Investors greeted the Biden plan's effort to boost investment in bridges, ports and other infrastructure, while shrugging off a proposed hike in corporate taxes.
But some analysts warned the tax proposal could upset the market as the details become clearer.
"The issue now is that the administration apparently wants to pay for more of the programme with higher taxes instead of just borrowing, and that has a chance to eventually take a bite out of earnings," said market strategist JJ Kinahan at TD Ameritrade.
"It's way too soon to talk about the tax impact in too much detail, but analysts do say if corporate taxes rise, it's something to potentially worry about in 2022, not 2021," he added.
Elsewhere, world oil prices ended a choppy session lower as traders fretted about the outcome of Thursday's Opec oil output meeting.
Markets also digested a US private-sector employment report from payroll services firm ADP, which showed a boost in hiring last month, before Friday's key non-farm payrolls data that will provide a crucial health-check on the US economy.
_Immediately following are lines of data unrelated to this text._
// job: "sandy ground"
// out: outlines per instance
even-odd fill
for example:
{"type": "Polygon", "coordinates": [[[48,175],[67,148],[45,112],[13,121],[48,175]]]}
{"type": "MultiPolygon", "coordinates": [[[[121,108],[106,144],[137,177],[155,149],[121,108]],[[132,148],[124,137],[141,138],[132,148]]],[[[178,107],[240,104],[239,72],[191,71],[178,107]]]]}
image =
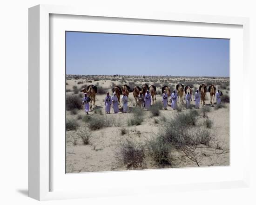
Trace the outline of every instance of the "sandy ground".
{"type": "MultiPolygon", "coordinates": [[[[126,83],[122,82],[122,77],[119,77],[119,80],[115,79],[113,81],[112,77],[106,76],[87,76],[83,77],[83,79],[74,79],[74,76],[67,76],[66,85],[67,95],[72,95],[73,92],[72,91],[74,86],[76,86],[78,88],[83,85],[86,84],[89,85],[93,84],[97,86],[101,86],[106,90],[111,92],[111,88],[113,87],[113,84],[124,84],[134,81],[135,80],[136,85],[141,86],[143,83],[147,83],[148,85],[155,84],[156,83],[161,84],[162,86],[166,84],[163,83],[165,81],[168,82],[168,85],[176,85],[176,82],[185,80],[184,84],[186,85],[186,82],[191,84],[189,82],[193,82],[194,87],[198,88],[199,83],[207,82],[212,82],[216,83],[217,89],[220,88],[220,85],[229,83],[229,78],[216,77],[206,78],[202,77],[151,77],[148,80],[153,79],[154,82],[147,82],[147,78],[149,77],[146,77],[146,82],[142,81],[144,78],[142,77],[131,77],[131,79],[129,77],[126,77],[126,83]],[[94,78],[101,79],[101,80],[94,81],[94,78]],[[103,78],[104,77],[104,78],[103,78]],[[137,79],[136,79],[137,78],[137,79]],[[140,80],[142,80],[141,81],[140,80]],[[88,82],[88,80],[92,80],[92,83],[88,82]],[[83,82],[78,84],[78,82],[83,82]],[[71,90],[71,91],[69,91],[71,90]]],[[[162,87],[157,87],[157,90],[161,90],[162,87]]],[[[229,86],[226,88],[228,90],[222,89],[223,94],[229,95],[229,86]]],[[[160,92],[160,91],[159,91],[160,92]]],[[[162,94],[161,94],[162,95],[162,94]]],[[[160,94],[156,95],[156,101],[162,102],[162,96],[160,94]]],[[[97,109],[101,109],[104,115],[104,99],[106,95],[105,94],[97,94],[95,106],[97,109]]],[[[192,96],[194,97],[194,94],[192,96]]],[[[129,102],[130,109],[132,109],[134,107],[134,99],[132,93],[130,93],[129,95],[129,102]]],[[[218,142],[223,149],[223,153],[218,154],[218,152],[216,153],[215,149],[208,148],[204,150],[206,154],[204,157],[200,162],[200,167],[207,167],[213,166],[227,166],[229,163],[229,103],[225,103],[226,108],[218,109],[214,109],[216,105],[209,104],[210,95],[209,92],[207,93],[206,100],[205,101],[205,106],[209,106],[211,111],[208,113],[209,119],[214,122],[213,127],[211,128],[211,131],[214,133],[216,142],[218,142]]],[[[185,102],[185,101],[184,101],[185,102]]],[[[191,102],[192,105],[195,104],[194,100],[191,102]]],[[[183,104],[183,106],[184,106],[183,104]]],[[[201,108],[202,106],[200,105],[201,108]]],[[[94,108],[89,112],[89,115],[93,116],[95,115],[94,112],[94,108]]],[[[186,109],[182,109],[182,112],[188,112],[186,109]]],[[[126,170],[128,169],[126,166],[122,164],[117,160],[118,151],[120,145],[122,142],[127,139],[131,140],[138,143],[145,144],[148,140],[155,137],[159,128],[161,128],[161,118],[162,116],[169,117],[174,116],[177,113],[177,111],[173,110],[170,106],[168,107],[167,110],[161,110],[160,116],[152,117],[150,111],[145,111],[144,120],[141,125],[138,126],[127,126],[127,121],[132,115],[131,113],[123,114],[121,111],[117,114],[114,114],[113,109],[111,109],[111,114],[107,115],[108,117],[111,117],[116,122],[112,127],[107,127],[95,131],[90,131],[90,135],[91,137],[90,139],[89,145],[85,145],[82,143],[81,141],[77,140],[75,145],[74,144],[73,137],[75,135],[75,131],[67,131],[66,136],[66,172],[78,173],[87,172],[101,172],[115,170],[126,170]],[[156,120],[159,122],[155,122],[156,120]],[[124,135],[121,134],[122,127],[125,127],[128,130],[126,134],[124,135]]],[[[84,126],[85,122],[81,120],[77,120],[78,115],[85,115],[83,109],[79,110],[76,115],[72,115],[70,111],[67,111],[67,118],[71,118],[74,120],[77,120],[80,126],[84,126]]],[[[202,126],[201,124],[204,118],[198,121],[198,126],[202,126]]],[[[220,152],[219,150],[219,152],[220,152]]],[[[184,154],[179,151],[174,150],[172,155],[174,156],[173,164],[171,166],[166,166],[165,168],[185,167],[197,167],[196,164],[193,161],[189,160],[187,158],[184,157],[184,154]]],[[[221,151],[222,152],[222,150],[221,151]]],[[[159,168],[152,160],[148,158],[146,158],[145,166],[143,167],[139,167],[138,169],[154,169],[159,168]]]]}

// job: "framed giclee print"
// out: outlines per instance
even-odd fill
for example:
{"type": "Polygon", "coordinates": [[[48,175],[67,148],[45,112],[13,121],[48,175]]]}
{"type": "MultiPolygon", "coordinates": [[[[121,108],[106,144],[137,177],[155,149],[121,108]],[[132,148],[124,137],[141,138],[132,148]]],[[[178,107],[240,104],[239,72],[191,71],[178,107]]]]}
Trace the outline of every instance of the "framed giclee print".
{"type": "Polygon", "coordinates": [[[243,18],[30,8],[29,196],[247,186],[249,90],[236,85],[248,73],[248,26],[243,18]]]}

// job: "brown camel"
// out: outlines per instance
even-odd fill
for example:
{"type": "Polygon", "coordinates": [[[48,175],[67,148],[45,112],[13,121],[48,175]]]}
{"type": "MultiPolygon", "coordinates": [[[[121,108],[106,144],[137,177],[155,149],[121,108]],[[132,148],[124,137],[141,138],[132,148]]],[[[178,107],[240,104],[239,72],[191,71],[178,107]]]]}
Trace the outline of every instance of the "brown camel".
{"type": "Polygon", "coordinates": [[[140,94],[140,91],[141,91],[141,88],[139,86],[134,86],[134,88],[133,90],[133,96],[135,99],[135,106],[137,107],[137,101],[138,100],[138,97],[140,94]]]}
{"type": "Polygon", "coordinates": [[[90,85],[87,86],[87,88],[83,88],[81,91],[81,92],[87,93],[87,95],[92,99],[90,108],[92,108],[92,101],[94,101],[94,105],[95,106],[95,97],[97,93],[97,87],[94,85],[90,85]]]}
{"type": "Polygon", "coordinates": [[[168,97],[171,96],[171,90],[167,85],[164,85],[162,88],[162,94],[163,93],[163,90],[165,90],[165,92],[168,96],[168,97]]]}
{"type": "Polygon", "coordinates": [[[187,93],[189,92],[190,95],[192,96],[192,87],[190,85],[187,85],[185,87],[185,94],[187,95],[187,93]]]}
{"type": "Polygon", "coordinates": [[[131,88],[125,84],[122,86],[122,90],[123,93],[125,92],[126,94],[126,96],[128,97],[129,96],[129,93],[131,92],[131,88]]]}
{"type": "Polygon", "coordinates": [[[143,84],[141,86],[141,91],[142,92],[142,94],[143,96],[145,96],[145,94],[146,94],[147,90],[149,90],[148,85],[147,84],[143,84]]]}
{"type": "Polygon", "coordinates": [[[184,85],[182,84],[179,83],[176,85],[176,90],[178,93],[178,98],[179,99],[179,102],[182,102],[184,103],[183,101],[183,94],[184,92],[184,85]]]}
{"type": "Polygon", "coordinates": [[[211,85],[208,88],[208,91],[210,92],[210,103],[212,104],[212,97],[213,96],[213,103],[214,103],[214,98],[215,97],[215,93],[216,93],[216,87],[215,85],[211,85]]]}
{"type": "Polygon", "coordinates": [[[204,105],[204,100],[205,99],[205,95],[207,90],[207,85],[205,84],[202,84],[199,86],[199,91],[201,94],[201,104],[203,102],[204,105]]]}
{"type": "Polygon", "coordinates": [[[118,86],[117,85],[116,85],[115,86],[115,88],[113,88],[112,89],[112,92],[113,93],[115,93],[115,95],[117,97],[117,99],[118,99],[118,104],[119,105],[119,106],[121,106],[120,105],[120,96],[122,94],[122,90],[121,89],[121,88],[120,88],[119,86],[118,86]]]}
{"type": "Polygon", "coordinates": [[[152,97],[153,103],[155,104],[155,100],[156,102],[156,99],[155,99],[155,95],[156,94],[156,88],[155,85],[151,85],[149,86],[149,92],[151,94],[152,97]]]}

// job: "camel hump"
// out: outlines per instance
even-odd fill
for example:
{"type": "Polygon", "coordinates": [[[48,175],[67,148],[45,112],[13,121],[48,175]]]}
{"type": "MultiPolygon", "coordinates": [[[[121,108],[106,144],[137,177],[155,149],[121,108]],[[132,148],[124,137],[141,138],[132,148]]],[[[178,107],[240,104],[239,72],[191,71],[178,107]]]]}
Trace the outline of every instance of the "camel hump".
{"type": "Polygon", "coordinates": [[[211,92],[211,88],[212,86],[211,85],[210,85],[209,86],[209,87],[208,88],[208,91],[209,92],[211,92]]]}
{"type": "Polygon", "coordinates": [[[124,87],[126,87],[126,88],[127,88],[127,90],[128,90],[129,92],[131,92],[131,88],[130,87],[130,86],[128,85],[127,84],[125,84],[123,85],[123,86],[124,86],[124,87]]]}
{"type": "Polygon", "coordinates": [[[155,92],[156,91],[156,87],[155,85],[151,85],[150,87],[153,88],[155,92]]]}

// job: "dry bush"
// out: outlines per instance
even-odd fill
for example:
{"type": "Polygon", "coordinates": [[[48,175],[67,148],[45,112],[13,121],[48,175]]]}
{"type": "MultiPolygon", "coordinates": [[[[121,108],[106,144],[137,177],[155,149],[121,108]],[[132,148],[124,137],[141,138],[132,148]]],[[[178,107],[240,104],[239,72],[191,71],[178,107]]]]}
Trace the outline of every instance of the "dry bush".
{"type": "Polygon", "coordinates": [[[139,108],[134,108],[132,110],[132,115],[130,118],[128,119],[128,126],[141,125],[143,121],[144,111],[139,108]]]}
{"type": "Polygon", "coordinates": [[[121,135],[125,135],[127,133],[127,132],[128,132],[128,130],[125,128],[122,128],[121,129],[121,135]]]}
{"type": "Polygon", "coordinates": [[[160,110],[162,109],[162,104],[160,102],[157,102],[149,108],[149,110],[151,112],[152,116],[159,116],[160,115],[160,110]]]}
{"type": "Polygon", "coordinates": [[[67,118],[66,121],[66,130],[76,130],[79,126],[79,124],[76,120],[73,118],[67,118]]]}
{"type": "Polygon", "coordinates": [[[75,94],[77,94],[79,92],[79,89],[78,89],[76,85],[73,86],[73,92],[75,94]]]}
{"type": "Polygon", "coordinates": [[[221,96],[222,102],[225,103],[229,103],[229,96],[227,95],[223,95],[221,96]]]}
{"type": "Polygon", "coordinates": [[[82,108],[82,99],[78,94],[67,95],[66,97],[66,106],[67,110],[82,108]]]}
{"type": "Polygon", "coordinates": [[[207,128],[211,128],[213,124],[213,122],[209,119],[207,119],[204,122],[204,125],[207,128]]]}
{"type": "Polygon", "coordinates": [[[149,156],[160,167],[171,165],[171,145],[166,143],[161,135],[148,142],[148,148],[149,156]]]}
{"type": "Polygon", "coordinates": [[[117,154],[119,161],[128,169],[143,167],[145,165],[145,149],[141,145],[135,144],[127,140],[121,145],[117,154]]]}

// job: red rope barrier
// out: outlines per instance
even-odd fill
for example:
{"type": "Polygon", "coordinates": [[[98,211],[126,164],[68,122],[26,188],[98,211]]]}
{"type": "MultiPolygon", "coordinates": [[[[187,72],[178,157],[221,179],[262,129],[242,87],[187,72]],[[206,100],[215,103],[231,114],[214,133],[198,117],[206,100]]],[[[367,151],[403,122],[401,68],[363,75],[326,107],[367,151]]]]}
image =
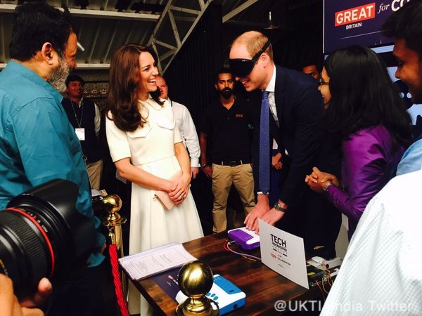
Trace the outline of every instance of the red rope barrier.
{"type": "Polygon", "coordinates": [[[114,279],[116,296],[117,298],[117,304],[120,308],[120,313],[122,316],[130,316],[127,310],[127,304],[123,296],[123,289],[122,289],[122,279],[120,279],[120,272],[119,271],[119,263],[117,262],[117,247],[115,244],[108,246],[108,253],[110,254],[110,261],[113,269],[113,276],[114,279]]]}

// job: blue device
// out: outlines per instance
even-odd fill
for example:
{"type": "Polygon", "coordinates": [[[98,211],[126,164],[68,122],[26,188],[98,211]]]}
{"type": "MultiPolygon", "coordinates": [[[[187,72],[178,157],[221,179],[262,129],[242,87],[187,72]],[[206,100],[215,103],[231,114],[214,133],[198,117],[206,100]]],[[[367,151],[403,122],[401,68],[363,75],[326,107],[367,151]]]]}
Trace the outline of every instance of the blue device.
{"type": "MultiPolygon", "coordinates": [[[[220,316],[245,306],[246,304],[246,294],[219,275],[214,275],[214,284],[206,296],[218,305],[219,315],[220,316]]],[[[179,291],[176,296],[176,301],[180,303],[187,298],[181,291],[179,291]]]]}

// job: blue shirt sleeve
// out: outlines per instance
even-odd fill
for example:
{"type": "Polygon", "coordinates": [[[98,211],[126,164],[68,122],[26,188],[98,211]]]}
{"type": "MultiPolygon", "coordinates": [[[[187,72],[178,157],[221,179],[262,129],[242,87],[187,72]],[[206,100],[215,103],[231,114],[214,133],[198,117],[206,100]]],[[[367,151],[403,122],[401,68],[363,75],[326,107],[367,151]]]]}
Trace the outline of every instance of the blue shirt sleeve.
{"type": "Polygon", "coordinates": [[[397,166],[397,175],[400,176],[422,169],[422,139],[414,143],[403,154],[397,166]]]}
{"type": "MultiPolygon", "coordinates": [[[[11,135],[20,156],[27,180],[32,187],[60,178],[79,186],[76,208],[90,218],[97,230],[95,251],[101,249],[105,237],[99,232],[101,222],[92,209],[91,190],[80,143],[65,113],[53,99],[39,98],[22,107],[11,116],[11,135]],[[52,132],[54,131],[55,132],[52,132]]],[[[96,265],[103,259],[99,254],[89,259],[96,265]]]]}

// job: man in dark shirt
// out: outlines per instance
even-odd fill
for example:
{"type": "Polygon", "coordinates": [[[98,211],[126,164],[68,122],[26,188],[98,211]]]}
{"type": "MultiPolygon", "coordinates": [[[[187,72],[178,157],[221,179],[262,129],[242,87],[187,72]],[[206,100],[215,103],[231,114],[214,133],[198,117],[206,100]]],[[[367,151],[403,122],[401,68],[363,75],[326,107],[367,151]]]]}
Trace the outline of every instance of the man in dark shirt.
{"type": "Polygon", "coordinates": [[[215,84],[219,98],[205,111],[200,136],[200,162],[203,172],[212,179],[215,232],[227,227],[226,209],[231,185],[239,193],[245,213],[255,206],[251,166],[248,102],[234,94],[234,79],[230,70],[219,71],[215,84]],[[207,145],[212,165],[207,163],[207,145]],[[210,149],[210,146],[208,146],[210,149]]]}
{"type": "Polygon", "coordinates": [[[100,110],[94,102],[84,97],[84,85],[85,81],[79,76],[70,75],[66,79],[68,98],[63,98],[62,105],[81,142],[91,187],[100,190],[103,171],[101,147],[98,140],[100,110]]]}

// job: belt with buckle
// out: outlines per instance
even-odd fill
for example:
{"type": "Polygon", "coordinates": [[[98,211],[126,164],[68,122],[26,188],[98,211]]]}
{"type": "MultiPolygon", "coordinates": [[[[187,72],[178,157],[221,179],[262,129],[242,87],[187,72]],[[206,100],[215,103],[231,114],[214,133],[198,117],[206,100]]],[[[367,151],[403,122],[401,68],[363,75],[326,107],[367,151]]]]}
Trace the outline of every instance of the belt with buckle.
{"type": "Polygon", "coordinates": [[[216,162],[215,164],[219,164],[221,166],[236,166],[240,164],[250,164],[250,159],[241,159],[241,160],[231,160],[231,161],[224,161],[224,162],[216,162]]]}

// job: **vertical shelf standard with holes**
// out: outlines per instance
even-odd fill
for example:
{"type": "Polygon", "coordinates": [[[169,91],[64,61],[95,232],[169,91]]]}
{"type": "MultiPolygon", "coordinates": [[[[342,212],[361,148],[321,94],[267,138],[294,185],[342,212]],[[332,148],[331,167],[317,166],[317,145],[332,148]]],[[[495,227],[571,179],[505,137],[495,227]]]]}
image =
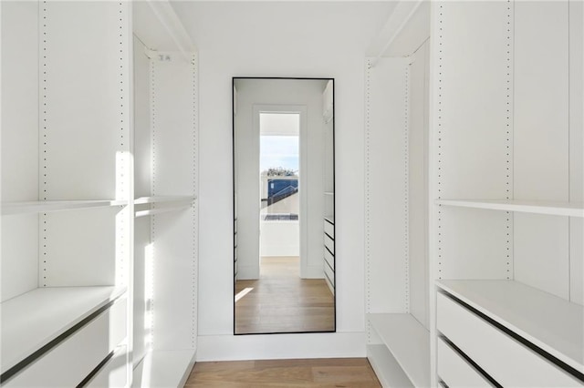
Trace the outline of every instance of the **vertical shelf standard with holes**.
{"type": "Polygon", "coordinates": [[[584,5],[433,5],[433,383],[584,386],[584,5]]]}
{"type": "Polygon", "coordinates": [[[197,56],[168,3],[132,6],[133,379],[182,386],[197,339],[197,56]]]}
{"type": "Polygon", "coordinates": [[[365,64],[367,356],[383,386],[431,382],[430,6],[398,3],[365,64]]]}
{"type": "Polygon", "coordinates": [[[3,386],[129,383],[130,8],[3,2],[3,386]],[[71,362],[75,360],[75,362],[71,362]]]}

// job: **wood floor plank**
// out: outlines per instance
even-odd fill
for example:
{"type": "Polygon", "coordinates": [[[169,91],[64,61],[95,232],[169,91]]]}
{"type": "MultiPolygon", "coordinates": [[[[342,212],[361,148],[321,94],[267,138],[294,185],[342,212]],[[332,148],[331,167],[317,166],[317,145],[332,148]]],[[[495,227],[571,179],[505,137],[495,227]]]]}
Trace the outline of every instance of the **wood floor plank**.
{"type": "Polygon", "coordinates": [[[259,280],[237,281],[235,333],[331,332],[334,296],[324,279],[300,279],[297,257],[262,258],[259,280]]]}
{"type": "Polygon", "coordinates": [[[185,388],[379,388],[365,358],[197,362],[185,388]]]}

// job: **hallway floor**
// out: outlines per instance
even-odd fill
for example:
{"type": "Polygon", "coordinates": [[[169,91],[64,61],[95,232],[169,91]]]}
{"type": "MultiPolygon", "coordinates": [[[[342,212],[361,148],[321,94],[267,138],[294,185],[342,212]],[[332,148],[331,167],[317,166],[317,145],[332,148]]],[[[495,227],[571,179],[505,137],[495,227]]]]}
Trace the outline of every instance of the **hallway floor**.
{"type": "Polygon", "coordinates": [[[236,333],[334,330],[332,292],[324,279],[300,279],[298,260],[264,257],[259,280],[237,281],[236,333]]]}
{"type": "Polygon", "coordinates": [[[185,388],[381,386],[365,358],[197,362],[184,385],[185,388]]]}

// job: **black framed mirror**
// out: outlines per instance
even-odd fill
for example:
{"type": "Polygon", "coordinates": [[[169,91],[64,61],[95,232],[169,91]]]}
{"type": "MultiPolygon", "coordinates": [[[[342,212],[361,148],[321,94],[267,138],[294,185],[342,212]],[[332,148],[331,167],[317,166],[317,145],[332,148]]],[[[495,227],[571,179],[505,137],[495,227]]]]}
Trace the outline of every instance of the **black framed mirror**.
{"type": "Polygon", "coordinates": [[[234,333],[335,332],[334,79],[232,86],[234,333]]]}

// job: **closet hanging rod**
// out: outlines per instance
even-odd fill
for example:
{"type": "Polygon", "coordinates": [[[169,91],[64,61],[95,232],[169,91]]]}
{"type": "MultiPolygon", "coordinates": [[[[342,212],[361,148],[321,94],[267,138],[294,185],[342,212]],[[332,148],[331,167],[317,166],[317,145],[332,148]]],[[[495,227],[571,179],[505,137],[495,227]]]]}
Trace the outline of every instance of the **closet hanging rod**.
{"type": "Polygon", "coordinates": [[[186,59],[188,63],[193,63],[192,53],[195,51],[194,46],[191,41],[191,37],[184,30],[184,27],[178,20],[178,17],[171,5],[166,1],[153,0],[149,0],[148,4],[156,15],[156,18],[161,22],[166,32],[171,36],[171,39],[172,39],[172,42],[174,42],[181,54],[182,54],[182,56],[184,56],[184,59],[186,59]],[[172,21],[169,20],[169,17],[172,18],[172,16],[177,19],[174,23],[172,23],[172,21]],[[179,36],[178,35],[182,36],[179,36]]]}
{"type": "Polygon", "coordinates": [[[405,27],[405,26],[408,24],[408,22],[410,21],[410,19],[412,18],[412,16],[413,16],[413,15],[416,13],[416,11],[418,10],[418,8],[420,8],[420,5],[422,5],[422,4],[426,1],[426,0],[417,0],[415,5],[413,5],[413,7],[412,8],[412,10],[410,11],[410,13],[408,14],[408,15],[403,19],[403,21],[402,22],[402,24],[398,26],[398,28],[395,30],[395,32],[391,35],[391,36],[388,39],[387,43],[385,44],[385,46],[383,46],[383,48],[381,48],[381,50],[380,51],[380,53],[377,55],[377,56],[373,59],[373,61],[371,62],[371,67],[375,67],[375,65],[377,65],[377,63],[380,61],[380,59],[381,58],[381,56],[383,56],[383,53],[385,53],[387,51],[387,49],[390,47],[390,46],[391,46],[391,44],[393,43],[393,41],[395,40],[396,37],[398,37],[398,36],[400,35],[400,33],[402,32],[402,30],[403,30],[403,27],[405,27]]]}

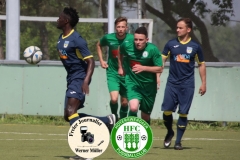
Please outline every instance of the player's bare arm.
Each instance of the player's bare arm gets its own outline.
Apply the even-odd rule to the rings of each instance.
[[[161,75],[161,73],[156,73],[156,79],[157,79],[157,89],[159,89],[160,88],[160,75]]]
[[[87,68],[87,74],[86,77],[84,79],[83,85],[82,85],[82,90],[84,94],[89,94],[89,86],[88,84],[90,83],[94,68],[95,68],[95,61],[93,59],[93,57],[91,58],[87,58],[85,59],[85,61],[88,64],[88,68]]]
[[[152,72],[152,73],[162,73],[163,67],[159,66],[143,66],[140,64],[136,64],[132,67],[132,71],[134,73],[141,73],[141,72]]]
[[[201,78],[201,81],[202,81],[202,84],[199,88],[199,94],[201,94],[201,96],[203,96],[207,91],[207,87],[206,87],[206,65],[205,65],[205,63],[199,64],[198,69],[199,69],[199,74],[200,74],[200,78]]]
[[[120,49],[118,49],[118,74],[121,76],[125,75],[125,72],[123,69],[123,55],[120,54]]]
[[[164,66],[165,66],[165,63],[166,63],[166,61],[167,61],[167,58],[168,58],[168,56],[163,56],[163,55],[162,55],[162,60],[163,60],[163,68],[164,68]]]
[[[98,58],[99,58],[99,62],[101,64],[101,67],[106,69],[108,68],[108,64],[103,60],[103,54],[102,54],[102,46],[100,45],[100,42],[97,42],[97,53],[98,53]]]

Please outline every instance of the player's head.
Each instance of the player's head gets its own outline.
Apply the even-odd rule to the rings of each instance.
[[[177,21],[177,36],[185,37],[192,31],[192,20],[190,18],[181,18]]]
[[[57,28],[64,29],[68,24],[71,28],[74,28],[78,23],[78,20],[79,16],[76,9],[73,9],[72,7],[65,7],[57,20]]]
[[[128,29],[127,27],[127,18],[126,17],[118,17],[115,20],[115,29],[118,38],[124,38],[125,33]]]
[[[138,50],[142,50],[146,47],[148,42],[148,32],[145,27],[139,27],[134,33],[134,43]]]

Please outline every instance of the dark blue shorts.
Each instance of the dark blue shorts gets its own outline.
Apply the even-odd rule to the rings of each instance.
[[[82,91],[82,85],[83,85],[83,79],[74,79],[67,84],[67,90],[66,90],[66,96],[65,96],[65,107],[67,105],[68,98],[76,98],[80,100],[81,103],[78,109],[84,107],[85,94]]]
[[[162,103],[162,111],[175,112],[177,107],[179,107],[179,114],[188,114],[193,95],[194,88],[178,88],[167,85]]]

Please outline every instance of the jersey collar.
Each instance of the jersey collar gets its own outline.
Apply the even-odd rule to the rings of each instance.
[[[190,42],[191,41],[191,37],[186,41],[186,42],[183,42],[183,41],[180,41],[180,39],[179,39],[179,37],[178,37],[178,41],[181,43],[181,44],[187,44],[188,42]]]
[[[72,33],[74,32],[74,29],[72,29],[71,30],[71,32],[70,33],[68,33],[68,35],[66,35],[66,36],[63,36],[63,34],[62,34],[62,39],[65,39],[65,38],[67,38],[68,36],[70,36]]]

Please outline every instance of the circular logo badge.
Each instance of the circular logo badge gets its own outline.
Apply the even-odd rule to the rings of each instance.
[[[146,121],[138,117],[119,120],[112,129],[114,150],[124,158],[139,158],[151,148],[153,134]]]
[[[147,52],[147,51],[144,51],[142,56],[143,56],[144,58],[146,58],[146,57],[148,56],[148,52]]]
[[[98,118],[84,117],[74,122],[68,131],[68,144],[83,158],[100,156],[110,140],[107,126]]]

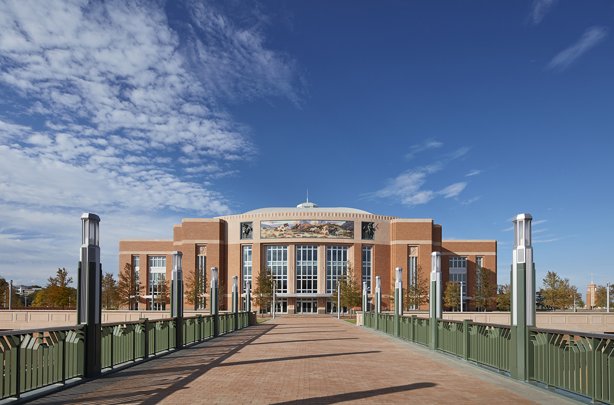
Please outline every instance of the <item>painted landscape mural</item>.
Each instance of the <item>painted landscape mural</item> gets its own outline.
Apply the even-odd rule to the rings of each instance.
[[[353,221],[261,221],[260,238],[354,239]]]

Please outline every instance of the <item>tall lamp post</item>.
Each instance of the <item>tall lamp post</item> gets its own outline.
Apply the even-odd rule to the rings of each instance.
[[[531,246],[529,214],[514,217],[514,249],[512,250],[511,350],[510,374],[521,381],[528,378],[527,328],[535,326],[535,274]]]
[[[77,279],[77,323],[85,325],[85,377],[96,377],[101,371],[101,319],[102,278],[100,263],[100,217],[81,216],[81,249]]]

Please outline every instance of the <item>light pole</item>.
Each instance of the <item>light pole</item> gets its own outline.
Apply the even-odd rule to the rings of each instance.
[[[606,307],[607,309],[605,310],[605,312],[610,313],[610,283],[609,282],[605,283],[605,297],[608,301],[607,306]]]

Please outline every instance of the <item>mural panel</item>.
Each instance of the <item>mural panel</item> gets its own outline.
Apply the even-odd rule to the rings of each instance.
[[[260,238],[354,239],[353,221],[261,221]]]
London stocks shed 0.9 per cent as investors also tracked a badly received £7.6-billion (S$14 billion) flotation for UK app-driven food delivery service Deliveroo.
Deliveroo, which has boomed on strong demand from locked-down consumers, saw the run-up to its initial public offering plagued by criticism of its business model that relies on using freelance labour.
"This lack of confidence in the business model has quickly been reflected in a disastrous first day of trading for the newly listed company, that saw the shares slide over 30 per cent in the first 15 minutes of trading, before trading was halted," said market analyst Michael Hewson at CMC Markets UK.
"If today's price action is any indication of investor enthusiasm on the likes of profitability, cash flow and growth prospects, as we head towards an economic reopening, then today's weakness could well be a warning sign," he added.
Elsewhere in Europe, Paris stocks shed 0.3 per cent and Frankfurt rallied at the end of the day to finish flat.